MEKTUPLAR -38-

MEKTUPLAR -38-

3 Aralık 2018

Sevgili Lili,

Üç ay önce bir başka kentteydim. Kendime kitaplarla buluşacağım yeni yerler bulmuştum. Bir gün yine sahafa girdim. İkinci gelişimde beni tanımalarına şaşırdım. Ne aradığımı bile unutmamışlar. Genç adam kitap rafları arasında kayboldu, çok geçmeden döndü. Elinde bir kitap vardı.

“Bunu okudunuz mu?”

“Hayır” dedim.

“Kadın konusuyla ilgileniyorsanız, önce bu kitabı okumalısınız.”

“Bunu okuyamam.”

“…”

“Yani buna cesaretim yok.”

“Bence okumalısınız. Herkes okuyor.”

“Olur, deneyeceğim” diyerek kitabı aldım.

Oradan başka kitaplar da alarak çıktım.

Eve geldim.

Şimdi aradan üç ay geçmiş ve kitap bir köşede okunmayı bekliyor. İşte bugün okumaya başladım. “Sıfır Noktasındaki Kadın” Neval El Seddavi yazarı.

*

Okumalara ara vermek zorunda kalıyorum. Midem bulanıyor. Bugün bitirmek istiyorum. Çok yalın ve gerçek. Gerçek!

“Dünyanın herhangi bir köşesinde herhangi bir kadın sıfır noktasında kıskıvrak bekliyor. Umutsuz, çaresiz, ölümle yaşam arasındaki sınırda.

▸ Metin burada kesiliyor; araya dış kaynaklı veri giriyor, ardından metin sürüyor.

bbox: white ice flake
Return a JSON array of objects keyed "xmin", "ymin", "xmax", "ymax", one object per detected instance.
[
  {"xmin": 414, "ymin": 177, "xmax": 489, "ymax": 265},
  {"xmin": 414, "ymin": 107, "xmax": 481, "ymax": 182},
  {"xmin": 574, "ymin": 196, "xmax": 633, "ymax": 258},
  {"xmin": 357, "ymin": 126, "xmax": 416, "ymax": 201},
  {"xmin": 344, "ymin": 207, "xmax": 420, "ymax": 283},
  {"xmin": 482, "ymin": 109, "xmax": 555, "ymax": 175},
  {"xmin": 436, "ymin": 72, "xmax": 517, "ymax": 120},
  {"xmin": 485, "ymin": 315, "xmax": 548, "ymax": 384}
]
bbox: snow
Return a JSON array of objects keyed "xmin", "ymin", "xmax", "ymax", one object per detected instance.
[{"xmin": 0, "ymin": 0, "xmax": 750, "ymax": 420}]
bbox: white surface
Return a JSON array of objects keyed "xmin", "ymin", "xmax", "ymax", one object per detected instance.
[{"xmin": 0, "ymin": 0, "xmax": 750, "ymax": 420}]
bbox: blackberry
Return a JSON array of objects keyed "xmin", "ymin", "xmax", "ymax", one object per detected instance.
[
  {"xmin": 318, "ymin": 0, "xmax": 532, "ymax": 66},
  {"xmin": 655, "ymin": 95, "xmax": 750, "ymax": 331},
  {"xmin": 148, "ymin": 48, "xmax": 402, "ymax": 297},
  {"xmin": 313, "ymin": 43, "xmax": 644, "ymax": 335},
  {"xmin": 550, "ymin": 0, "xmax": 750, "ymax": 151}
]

Neval El Seddavi, Mısırlı fahişe Firdevs’le konuşuyor, Firdevs’in anlattığı yaşam öyküsünü aktarıyor bize. Bu dünyada kadın olmanın, hele bir “fahişe” olmanın ne anlama gelebileceğini okuyoruz bu yaşam öyküsünde.

Sıfır noktası neresidir?”

Kitabın arka kapak yazısı öyle masum kalıyor ki okuduktan sonra. Midem… Bu gerçekliği kabullenemiyorum. Hayır, diyor bir ses, bu gerçek değil. Ama ya gerçekse…

Duygu seline kapılmıyorum sadece midem kötü. İsyan yok. Bir şeyler söylemek zorundayım ama söyleyebileceğim bir şey yok. Bizde de yalan çok. Gerçek yok. Bir an parlayıp sönen bir ışık farkındalık. Bunlar sözcüklere dökülmediği sürece yok sayılmaya mahkum. Hiç olmamış gibi. Yalanmış gibi.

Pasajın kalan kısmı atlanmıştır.